Da eine solche Frage hier auch angesprochen wurde - nach meinen Erfahrungen (E-Spez. und Funk/Funkmess) war die MiG-23 in der Wartung günstiger als die MiG-21. Zwar war der Umfang der Ausrüstung größer, die Zugänglichkeit wesentlicher Komponenten war aber günstiger und es gab mehr automatisierte Testeinrichtung für die periodischen Kontrollen und die Fehlersuche. Da ich gerade die periodischen Kontrollen ansprach: es gab bei der MiG-23 einen reinen Betriebszeit abhängigen Antritt, was natürlich zu Standzeiten führte, die aber aus oben genannten Gründen nicht exorbitant waren.
Was auch eine traditioneller Schwachpunkt war, war die Zuverlässigkeit der elektronischen Ausrüstung.
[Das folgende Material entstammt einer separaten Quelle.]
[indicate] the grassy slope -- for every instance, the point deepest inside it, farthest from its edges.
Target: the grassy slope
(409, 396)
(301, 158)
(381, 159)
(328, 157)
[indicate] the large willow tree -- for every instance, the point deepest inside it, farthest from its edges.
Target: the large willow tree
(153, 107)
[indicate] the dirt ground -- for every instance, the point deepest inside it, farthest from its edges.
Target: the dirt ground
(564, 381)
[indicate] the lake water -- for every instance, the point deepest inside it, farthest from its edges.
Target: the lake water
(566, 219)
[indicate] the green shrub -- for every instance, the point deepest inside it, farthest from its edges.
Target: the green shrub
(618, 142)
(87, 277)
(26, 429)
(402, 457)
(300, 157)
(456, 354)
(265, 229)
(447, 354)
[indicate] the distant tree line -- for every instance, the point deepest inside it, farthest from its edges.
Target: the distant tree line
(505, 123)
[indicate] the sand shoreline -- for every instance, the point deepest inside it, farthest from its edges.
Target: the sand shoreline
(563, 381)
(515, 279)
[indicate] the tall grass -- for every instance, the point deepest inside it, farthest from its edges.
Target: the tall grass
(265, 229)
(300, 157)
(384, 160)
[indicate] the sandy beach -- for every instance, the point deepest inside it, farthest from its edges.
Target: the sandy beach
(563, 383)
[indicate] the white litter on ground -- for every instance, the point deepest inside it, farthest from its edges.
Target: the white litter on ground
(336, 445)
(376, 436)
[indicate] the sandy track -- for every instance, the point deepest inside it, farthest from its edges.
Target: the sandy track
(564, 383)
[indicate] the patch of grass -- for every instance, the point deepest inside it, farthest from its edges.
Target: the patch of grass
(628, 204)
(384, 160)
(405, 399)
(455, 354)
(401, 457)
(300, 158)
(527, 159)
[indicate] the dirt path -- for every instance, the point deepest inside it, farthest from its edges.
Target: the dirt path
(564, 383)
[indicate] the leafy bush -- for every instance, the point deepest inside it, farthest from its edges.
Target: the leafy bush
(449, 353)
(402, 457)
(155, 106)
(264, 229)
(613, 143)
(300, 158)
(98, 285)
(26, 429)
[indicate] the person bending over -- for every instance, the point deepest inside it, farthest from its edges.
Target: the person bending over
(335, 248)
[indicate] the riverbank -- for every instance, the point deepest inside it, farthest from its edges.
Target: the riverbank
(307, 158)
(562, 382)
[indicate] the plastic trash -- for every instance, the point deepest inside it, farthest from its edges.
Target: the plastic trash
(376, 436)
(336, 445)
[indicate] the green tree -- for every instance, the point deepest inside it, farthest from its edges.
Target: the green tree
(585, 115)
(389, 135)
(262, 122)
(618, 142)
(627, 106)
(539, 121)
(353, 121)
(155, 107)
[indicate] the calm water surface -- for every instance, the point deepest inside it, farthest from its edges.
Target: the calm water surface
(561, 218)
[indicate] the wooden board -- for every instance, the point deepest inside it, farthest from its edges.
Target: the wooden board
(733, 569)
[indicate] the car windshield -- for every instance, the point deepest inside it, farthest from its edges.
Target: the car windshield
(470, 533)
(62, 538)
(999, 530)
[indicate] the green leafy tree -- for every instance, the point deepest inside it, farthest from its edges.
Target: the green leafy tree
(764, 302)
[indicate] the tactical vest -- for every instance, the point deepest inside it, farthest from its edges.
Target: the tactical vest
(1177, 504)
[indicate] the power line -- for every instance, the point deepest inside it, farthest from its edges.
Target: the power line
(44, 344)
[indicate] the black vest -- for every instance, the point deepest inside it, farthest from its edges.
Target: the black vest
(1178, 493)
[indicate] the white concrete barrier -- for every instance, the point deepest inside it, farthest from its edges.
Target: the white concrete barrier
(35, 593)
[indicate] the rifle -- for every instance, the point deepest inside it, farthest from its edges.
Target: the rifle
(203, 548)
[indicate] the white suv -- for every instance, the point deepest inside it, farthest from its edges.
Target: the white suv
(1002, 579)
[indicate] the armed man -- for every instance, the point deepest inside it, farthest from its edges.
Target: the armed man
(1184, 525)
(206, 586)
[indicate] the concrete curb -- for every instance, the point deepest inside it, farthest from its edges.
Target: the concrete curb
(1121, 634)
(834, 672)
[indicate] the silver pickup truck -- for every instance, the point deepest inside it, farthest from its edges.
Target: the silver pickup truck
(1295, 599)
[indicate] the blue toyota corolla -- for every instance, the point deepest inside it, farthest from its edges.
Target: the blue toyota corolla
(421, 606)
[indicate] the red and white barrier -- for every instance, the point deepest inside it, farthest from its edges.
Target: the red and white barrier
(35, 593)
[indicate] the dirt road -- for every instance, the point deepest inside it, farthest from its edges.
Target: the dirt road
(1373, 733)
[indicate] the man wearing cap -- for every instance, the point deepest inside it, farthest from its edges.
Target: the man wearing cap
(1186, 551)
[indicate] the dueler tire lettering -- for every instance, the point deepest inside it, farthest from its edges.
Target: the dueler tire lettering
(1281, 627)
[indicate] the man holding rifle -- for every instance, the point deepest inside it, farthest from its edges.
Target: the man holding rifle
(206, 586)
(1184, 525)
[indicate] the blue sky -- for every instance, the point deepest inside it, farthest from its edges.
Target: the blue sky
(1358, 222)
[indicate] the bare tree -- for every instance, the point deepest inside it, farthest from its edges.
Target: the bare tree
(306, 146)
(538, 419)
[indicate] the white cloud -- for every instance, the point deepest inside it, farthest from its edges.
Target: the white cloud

Hier gab es aber, was besonders das Funkmessvisier als Hauptanlage anging, auch eine deutliche Verbesserung von MF zu ML (MLA).
Heftige Probleme, verbunden mit langen Standzeiten, konnte der analoge Autopilot "SAU" machen. Es wurde bei den Wartungskontrollen tunlichst vermieden (wenn es im Vorfeld keine Beanstandungen gab) "an den Rädchen" (Potentiometern) zu drehen - tagelange Einstellarbeiten am Boden und mehrere Werkstattflüge (konnte in diesem Zusammenhang eigentlich nur einer der Piloten wirklich gut!) waren die Folge!
Soweit von mir.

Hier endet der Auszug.